Robert Jackson Bennett: Die Stadt der tausend Treppen (Buch)

Robert Jackson Bennett
Die Stadt der tausend Treppen
(City of Stairs - The Divine Cities 1)
Übersetzung: Eva Bauche-Eppers
Titelbild: Katarzyna Oleska
Bastei Lübbe, 2017, Taschenbuch, 620 Seiten, 11,00 EUR, ISBN 978-3-404-20861-6 (auch als eBook erhältlich)

Rezension von Carsten Kuhr

Einst waren sie die mächtigste Macht auf der Welt. Die Rede ist von den Bewohnern des Kontinents. Dank ihrer direkten Verbindung zu den sechs Göttern, deren Wohlwollen sie buchstäblich genossen, schienen sie unbezwingbar. Bis eines Tages ihre Kolonie Saypur rebellierte, ein junger Mann aufstand und eine Waffe fand, mit dem man Götter töten konnte.

Seitdem ist das einst blühende, sonnenverwöhnte Land rund um die Metropole Bulikov verelendet, die Götter sind tot, die einstige Weltmacht verarmt und ohne jegliche Perspektive. Selbst das Klima hat sich gewandelt, kalt und trostlos ist es geworden in und um Bulikov. Jegliche Nennung der alten Namen, religiöse Andachten, das Weitergeben von Überlieferungen sind unter strengster Strafe verboten, die Säkularisation scheint erfolgreich zu sein. Die alltäglichen Wunder, die Schreine in denen ein jeder seinen Segen erbitten und bekommen konnte, sind vernichtet. Doch dann wird ein Forscher, der die Überbleibsel der früheren Religion untersuchen soll, ermordet.

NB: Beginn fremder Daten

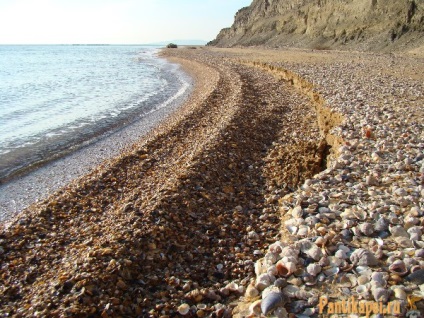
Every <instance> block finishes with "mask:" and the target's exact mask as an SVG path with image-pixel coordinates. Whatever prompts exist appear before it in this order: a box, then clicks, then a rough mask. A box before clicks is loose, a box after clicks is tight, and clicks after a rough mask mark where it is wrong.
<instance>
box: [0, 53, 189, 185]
mask: <svg viewBox="0 0 424 318" xmlns="http://www.w3.org/2000/svg"><path fill="white" fill-rule="evenodd" d="M157 52H158V48H155V47H143V46H0V180H1V179H2V178H5V177H6V176H8V175H10V174H11V173H14V172H16V171H19V170H21V169H22V168H25V167H28V166H30V165H34V164H36V163H38V162H42V161H46V160H49V159H50V158H52V157H55V156H58V155H60V154H62V153H64V152H66V151H71V150H72V149H75V148H78V147H79V146H80V145H82V144H87V143H89V142H93V141H94V140H96V139H97V138H99V137H101V136H104V135H105V134H108V133H110V132H112V131H114V130H116V129H119V128H120V127H122V126H123V125H125V124H128V123H131V122H132V121H135V120H137V119H138V118H140V116H144V115H145V114H147V113H150V112H153V111H155V110H157V109H158V108H161V107H166V105H167V104H169V103H170V102H171V101H172V100H173V99H175V98H176V97H177V96H179V95H181V94H183V93H184V91H185V90H186V89H187V88H188V86H189V85H188V83H187V80H186V79H184V77H183V76H180V75H181V72H180V71H179V69H178V67H177V66H176V65H173V64H170V63H168V62H166V61H165V60H163V59H160V58H158V57H157V56H156V54H157Z"/></svg>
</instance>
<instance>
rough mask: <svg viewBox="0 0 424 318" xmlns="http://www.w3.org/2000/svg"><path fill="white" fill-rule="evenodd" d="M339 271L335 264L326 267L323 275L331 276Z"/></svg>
mask: <svg viewBox="0 0 424 318" xmlns="http://www.w3.org/2000/svg"><path fill="white" fill-rule="evenodd" d="M339 272H340V268H339V267H337V266H335V267H330V268H329V269H326V270H325V271H324V272H323V273H324V274H325V276H327V277H331V276H334V275H336V274H338V273H339Z"/></svg>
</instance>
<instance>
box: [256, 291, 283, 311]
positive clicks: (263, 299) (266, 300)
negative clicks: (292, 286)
mask: <svg viewBox="0 0 424 318" xmlns="http://www.w3.org/2000/svg"><path fill="white" fill-rule="evenodd" d="M282 305H284V295H283V294H282V293H280V292H271V293H269V294H268V295H266V297H264V298H263V299H262V302H261V311H262V313H263V314H264V315H267V314H268V313H269V312H271V311H273V310H274V309H276V308H277V307H279V306H282Z"/></svg>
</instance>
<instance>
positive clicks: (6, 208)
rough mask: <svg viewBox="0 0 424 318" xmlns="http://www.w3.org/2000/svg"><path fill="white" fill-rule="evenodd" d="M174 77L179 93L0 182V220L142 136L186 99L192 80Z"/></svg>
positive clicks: (12, 217) (149, 130) (118, 153)
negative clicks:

Auftritt Shara Thivani. Sie, Nachfahrin des einstigen Göttermeuchlers, ist die beste Spionin Saypurs. An ihrer Seite hat sie einen der gefürchteten Recken der Dreylande, ihren Mann fürs Grobe. Dass der ermordete Forscher ihr Mentor war, macht die Sache persönlich. Dass sie bei den Nachforschungen auf einen der alten Götterkulte stößt, macht die Ermittlungen höchst brisant. Dass sie erkennen muss, dass einer der Götter überlebt hat, macht die Ermittlungen - existenziell…

 

Was ist das für ein Roman, einmal mehr der Auftakt einer Trilogie, von einem mir bis dato unbekannten Autor? Ist es ein gutes Buch? Ja, auf jeden Fall. Ist es ein spannendes Buch?  Auch hier kann ich nur energisch zustimmen. Ist es ein Buch für Fantasy-Leser? Hmm, nein, nicht wirklich. Eher etwas für Steampunk-Fans, oder Horror-Anhänger? Ein ganz entschiedenes Nein.

„Die Stadt der tausend Treppen“ ist ein Roman, der sich dem Gängigen entzieht. Es ist ein Werk, das man nicht einfach runterlesen kann, ein Buch, auf das man sich einlassen, dem man sich öffnen und über das man nachdenken muss. Es ist eine Lektüre, die bei aller innewohnenden Spannung Zeit braucht, Muße - die aber gut investiert ist. Das hat damit zu tun, dass Bennett ein intelligenter Erzähler ist, der neben, innerhalb und verborgen unterhalb seines Plots so manche Gedanken hat einfließen lassen, die es wert sind, dass man sie einmal Revue passieren lässt.  Es geht ihm, neben dem Unterhaltungswert, eben auch darum, seine Leser ein wenig anzuhalten über Religion, Freiheit, Verantwortung, Gleichberechtigung, Vorurteile und sozialpolitische Zusammenhänge nachzudenken.

Der Unterschied zwischen Arm und Reich, zwischen perspektivlos und zukunftsträchtig, zwischen Ausbeuter und Ausgebeutetem, letztlich zwischen Recht und Unrecht wird, verpackt in einer packenden Detektivgeschichte, angerissen und unauffällig thematisiert.

Das übt, so man sich auf die intelligent aufgezogene Geschichte einlässt, einen unheimlich faszinierenden Lesespaß weit abseits der ausgetretenen Pfade. In der sehr einfühlsamen, angenehm zu lesenden Übersetzung von Eva Bauche-Eppers wartet so ein besonderes Buch auf den Leser, das mich in seinen Bann gezogen hat. Ich bin gespannt, ob der Autor in den beiden Fortsetzungen („Die Stadt der tausend Klingen“ ist für Oktober angekündigt) das Niveau halten kann.